Covey told Morin he didn’t really know how it happened and shook his head when asked if he set it.

Morin said Covey had changed his story since the day of the fire. The detective told the boy that nobody deserved to live in that building, which Morin called “disgusting.”

“It just makes sense to me that you did it,” Morin told Covey.

Covey protested, initially denying the charge.

“I’m actually kind of glad that it burned down,” he then admitted, “but I’m pretty sure I didn’t do it.”

Covey later agreed with Morin’s conclusion and said he did it because, “I was just getting tired of living there.”

He said he lit a pile of clothes on the back porch, off the apartment’s kitchen. He later added that he poured some gasoline on the clothes after Morin suggested an accelerant might have been used. Covey first said the gasoline can was empty, but later agreed with Morin that there was some in the can.

Covey told Morin he believed something else, such as a rumored Molotov cocktail, had contributed to the cause.

“The clothes wouldn’t have really went up like that,” Covey told Morin. When pressed again, Covey said he’d poured “a little bit” of gasoline left in the can on the porch and clothes before lighting them with a lighter he found in his pocket.

Later, Covey was alone in the room with Reilly, his mother. When pressed for a reason, Covey told her the fire was an accident. Reilly said he should tell that to police. Covey said police led him into a confession.

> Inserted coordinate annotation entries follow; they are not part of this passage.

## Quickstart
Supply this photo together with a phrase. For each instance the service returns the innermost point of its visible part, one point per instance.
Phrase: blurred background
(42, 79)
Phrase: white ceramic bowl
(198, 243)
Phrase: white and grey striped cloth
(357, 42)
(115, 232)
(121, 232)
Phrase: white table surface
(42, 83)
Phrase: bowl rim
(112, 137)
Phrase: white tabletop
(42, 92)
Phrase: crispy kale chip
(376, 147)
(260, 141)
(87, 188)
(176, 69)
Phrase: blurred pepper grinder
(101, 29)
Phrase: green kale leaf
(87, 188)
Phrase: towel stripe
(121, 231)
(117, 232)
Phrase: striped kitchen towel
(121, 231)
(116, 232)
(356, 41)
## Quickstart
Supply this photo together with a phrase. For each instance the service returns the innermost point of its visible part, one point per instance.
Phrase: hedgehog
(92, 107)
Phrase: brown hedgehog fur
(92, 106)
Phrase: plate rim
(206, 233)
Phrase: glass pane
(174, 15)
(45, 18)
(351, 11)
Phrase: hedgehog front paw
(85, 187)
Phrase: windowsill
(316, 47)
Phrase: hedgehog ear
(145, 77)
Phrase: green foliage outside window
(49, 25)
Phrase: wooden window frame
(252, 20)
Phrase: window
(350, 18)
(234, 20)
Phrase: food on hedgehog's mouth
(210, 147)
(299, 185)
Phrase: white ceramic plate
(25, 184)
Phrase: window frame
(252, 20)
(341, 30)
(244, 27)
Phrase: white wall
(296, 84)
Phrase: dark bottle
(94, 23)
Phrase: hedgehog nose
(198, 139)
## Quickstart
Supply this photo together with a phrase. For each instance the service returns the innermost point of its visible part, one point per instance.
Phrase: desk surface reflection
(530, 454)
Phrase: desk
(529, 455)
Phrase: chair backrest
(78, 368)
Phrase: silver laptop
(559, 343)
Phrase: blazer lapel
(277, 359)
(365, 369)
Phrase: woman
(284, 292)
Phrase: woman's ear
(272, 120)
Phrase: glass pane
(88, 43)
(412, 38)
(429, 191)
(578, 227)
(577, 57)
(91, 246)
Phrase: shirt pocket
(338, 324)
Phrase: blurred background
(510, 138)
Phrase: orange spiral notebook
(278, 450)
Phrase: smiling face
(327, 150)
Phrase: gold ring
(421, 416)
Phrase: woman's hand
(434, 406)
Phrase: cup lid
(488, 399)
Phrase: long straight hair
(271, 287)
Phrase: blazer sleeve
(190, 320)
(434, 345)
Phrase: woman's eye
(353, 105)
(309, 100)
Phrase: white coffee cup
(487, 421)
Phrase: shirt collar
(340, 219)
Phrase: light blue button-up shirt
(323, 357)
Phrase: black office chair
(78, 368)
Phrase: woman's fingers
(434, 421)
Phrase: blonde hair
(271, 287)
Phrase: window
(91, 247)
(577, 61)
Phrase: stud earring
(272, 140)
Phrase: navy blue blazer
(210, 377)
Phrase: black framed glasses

When Morin later recounted for Reilly the manner in which Covey started the fire, Reilly asked her son whether that was what he did.

Reilly told Morin the gasoline cans were empty.

“There was nothing in them,” she said.

She told Covey he needed counseling. She said the fire was probably her fault because she had been ignoring Covey.

Covey then told her he poured rubbing alcohol on a cardboard box next to some toys on their back porch.

When Morin returned to the interview room, Reilly told Covey to tell the detective what he’d told her.

Covey repeated what he’d told Reilly, then told Morin that he’d put the cardboard box next to a shed on the porch.

When Morin reappeared again, he read Covey his Miranda rights.

Covey and Reilly sat in the courtroom watching themselves on large screens from the videotaped interview.

Covey, who wore a red T-shirt and black shorts Monday, has been held at the Long Creek Youth Development Center in South Portland. A detention hearing is scheduled for Friday, when the suppression hearing is expected to conclude.

Also in 8th District Court on Monday was Abdi Ibrahim, 13, who was charged less than a week after Covey with four counts of arson in connection with a fire that burned four apartment buildings and a garage on Pierce and Bartlett streets.

Ibrahim’s detention hearing was continued to Wednesday after “new information” has been reviewed, Judge Lawrence said.